Notwithstanding this political realignment, the core issues that guide most Democratic officeholders have changed little in the past 60 years: affordable health care; fair tax rates; a more secure safety net.

But in the red America that adores Trump, a frightening brand of freedom has emerged: Freedom to own enough assault weapons to wipe out an entire elementary school. Freedom to resent all the attention paid to issues related to Blacks, gays and equality. Freedom to embrace conspiracy theories most 5-year-olds would reject as absurd.

The anger of today’s Republican right translates into a voter-turnout intensity Democrats can only dream of. But that anger and intensity doesn’t help all Republicans. As Ohio governor, DeWine has gotten more right than wrong. Nevertheless, to win re-election next year, DeWine must first survive a primary election challenge from former U.S. Rep. Jim Renacci.

DeWine’s potential vulnerability is easily explained. Many right-wing Republicans literally hate him for having the audacity to make saving lives his highest priority during the COVID pandemic.

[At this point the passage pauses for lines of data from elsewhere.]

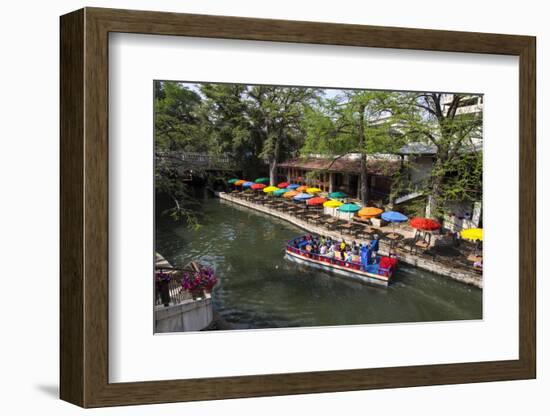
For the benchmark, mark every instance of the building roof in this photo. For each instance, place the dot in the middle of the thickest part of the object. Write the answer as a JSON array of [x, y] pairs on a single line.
[[344, 164], [418, 148]]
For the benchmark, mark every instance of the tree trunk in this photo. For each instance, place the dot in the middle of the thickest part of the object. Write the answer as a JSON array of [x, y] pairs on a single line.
[[273, 163], [432, 208], [364, 193]]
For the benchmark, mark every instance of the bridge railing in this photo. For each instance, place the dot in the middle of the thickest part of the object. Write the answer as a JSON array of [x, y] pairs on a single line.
[[196, 159]]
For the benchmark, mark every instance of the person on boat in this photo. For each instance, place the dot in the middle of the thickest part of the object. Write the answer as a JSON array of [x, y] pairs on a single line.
[[355, 248], [343, 245], [388, 263]]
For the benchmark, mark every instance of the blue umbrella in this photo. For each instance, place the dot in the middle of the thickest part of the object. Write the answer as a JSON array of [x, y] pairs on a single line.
[[393, 216], [349, 208], [302, 197]]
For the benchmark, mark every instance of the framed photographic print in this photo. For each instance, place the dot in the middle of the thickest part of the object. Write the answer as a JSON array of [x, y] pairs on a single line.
[[256, 207]]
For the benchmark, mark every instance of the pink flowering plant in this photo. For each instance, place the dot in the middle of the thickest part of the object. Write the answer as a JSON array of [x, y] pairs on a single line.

In the August issue of The Atlantic, Packer revisited many of the same issues he addressed eight years earlier in “The Unwinding,” suggesting progressives still don’t understand the grievances of working-class whites who turned states like Ohio red in presidential elections.

But Trump, concluded Packer, is easy to understand. “Throughout his adult life, Trump has been hostile to Black people, contemptuous of women, vicious about immigrants from poor countries and cruel toward the weak. He’s an equal-opportunity bigot. In his campaigns and in the White House, he aligned himself publicly with hard-core racists in a way that set him apart from every other president in memory, and the racists loved him for it.

“After the 2016 election, a great deal of journalism and social science was devoted to finding out whether Trump’s voters were mainly motivated by economic anxiety or racial resentment. There was evidence for both answers.”

Well-put, but Trump didn’t seize the presidency in 2016. Voters put him there. And four years later, 74 million Americans voted to keep him there.

Added Packer, “So the question isn’t who Trump was, but who we are.”

The answer is disturbing.

Brent Larkin was The Plain Dealer’s editorial director from 1991 until his retirement in 2009.